Dont intend to come of as pervy or prying but interested in ladies preferences for high end or premium adult toys.

Have considered the we-vibe and some of the Lelo products. 

So in a no need for tmi way, have any ladies (or couples) tried any of these or other high end toys? Feel they are worth it? More enjoyable than the run of the mill toys? Any particular brands or models recommended?


----------



## richardsharpe (Jul 8, 2014)

Good evening
wife and I have bought quite a few toys over the years. The high end ones last better and tend to be quieter, but she doesn't find them particularly better or worse than the cheap ones. Of course YMMV.


----------



## Rhapsodee (May 11, 2016)

Lelo Ina 2 Dual Action is much better than any of the old rabbits.
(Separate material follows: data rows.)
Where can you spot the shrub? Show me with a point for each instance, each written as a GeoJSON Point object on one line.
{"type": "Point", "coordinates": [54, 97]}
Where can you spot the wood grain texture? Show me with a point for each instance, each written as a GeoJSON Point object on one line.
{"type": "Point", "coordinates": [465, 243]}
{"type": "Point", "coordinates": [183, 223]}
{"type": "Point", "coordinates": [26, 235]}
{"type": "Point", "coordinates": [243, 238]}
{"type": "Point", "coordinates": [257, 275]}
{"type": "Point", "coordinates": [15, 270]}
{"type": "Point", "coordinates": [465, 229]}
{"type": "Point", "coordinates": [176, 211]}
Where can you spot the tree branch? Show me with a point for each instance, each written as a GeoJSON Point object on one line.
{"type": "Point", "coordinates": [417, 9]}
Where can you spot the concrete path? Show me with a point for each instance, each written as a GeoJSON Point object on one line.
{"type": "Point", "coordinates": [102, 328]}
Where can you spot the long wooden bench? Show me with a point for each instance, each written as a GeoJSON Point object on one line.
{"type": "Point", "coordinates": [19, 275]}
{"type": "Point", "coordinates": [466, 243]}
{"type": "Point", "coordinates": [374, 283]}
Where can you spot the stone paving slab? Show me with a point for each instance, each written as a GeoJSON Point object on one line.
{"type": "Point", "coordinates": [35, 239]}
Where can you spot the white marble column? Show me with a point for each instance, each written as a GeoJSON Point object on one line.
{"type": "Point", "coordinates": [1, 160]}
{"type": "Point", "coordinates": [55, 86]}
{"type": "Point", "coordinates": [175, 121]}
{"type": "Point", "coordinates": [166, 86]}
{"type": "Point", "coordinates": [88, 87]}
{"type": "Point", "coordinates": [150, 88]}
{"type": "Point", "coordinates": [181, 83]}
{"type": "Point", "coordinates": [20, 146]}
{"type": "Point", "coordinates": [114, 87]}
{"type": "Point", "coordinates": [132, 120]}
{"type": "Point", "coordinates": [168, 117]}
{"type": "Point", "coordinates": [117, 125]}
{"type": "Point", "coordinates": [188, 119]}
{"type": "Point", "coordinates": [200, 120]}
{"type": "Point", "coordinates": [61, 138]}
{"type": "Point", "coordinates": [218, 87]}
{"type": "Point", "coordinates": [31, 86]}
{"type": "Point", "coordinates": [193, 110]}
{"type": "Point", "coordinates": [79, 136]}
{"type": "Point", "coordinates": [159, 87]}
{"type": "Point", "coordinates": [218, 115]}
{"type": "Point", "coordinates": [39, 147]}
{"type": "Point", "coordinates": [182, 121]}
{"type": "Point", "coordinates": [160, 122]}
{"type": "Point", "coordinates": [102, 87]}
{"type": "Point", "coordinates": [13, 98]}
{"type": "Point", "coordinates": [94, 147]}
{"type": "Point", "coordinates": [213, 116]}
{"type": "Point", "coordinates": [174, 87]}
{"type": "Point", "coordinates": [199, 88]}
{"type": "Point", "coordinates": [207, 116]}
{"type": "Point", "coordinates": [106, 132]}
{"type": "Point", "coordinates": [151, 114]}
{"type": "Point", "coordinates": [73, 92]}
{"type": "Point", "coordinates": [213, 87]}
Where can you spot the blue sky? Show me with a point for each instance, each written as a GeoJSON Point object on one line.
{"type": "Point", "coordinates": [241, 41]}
It has a nice smell and is high quality.


----------



## Luvher4life (Jan 15, 2016)

Womanizer W500 has the best reviews of any of the ones I've seen.


----------



## Herschel (Mar 27, 2016)

The Cherry 2000 is good for men and women.
_Posted via Mobile Device_


----------



## staarz21 (Feb 6, 2013)

Lelo is worth the money. It's rechargeable as well. No batteries!


----------



## norajane (Feb 7, 2012)

I am a Lelo fan as well. Excellent quality, and they are rechargeable. Some are waterproof.


----------



## Middle of Everything (Feb 19, 2012)

Thanks for the thoughts so far. So im thinking Lelo is worth it. Any particular models besides the Ina 2?

No one try any of the we-vibe series or recommend it?


----------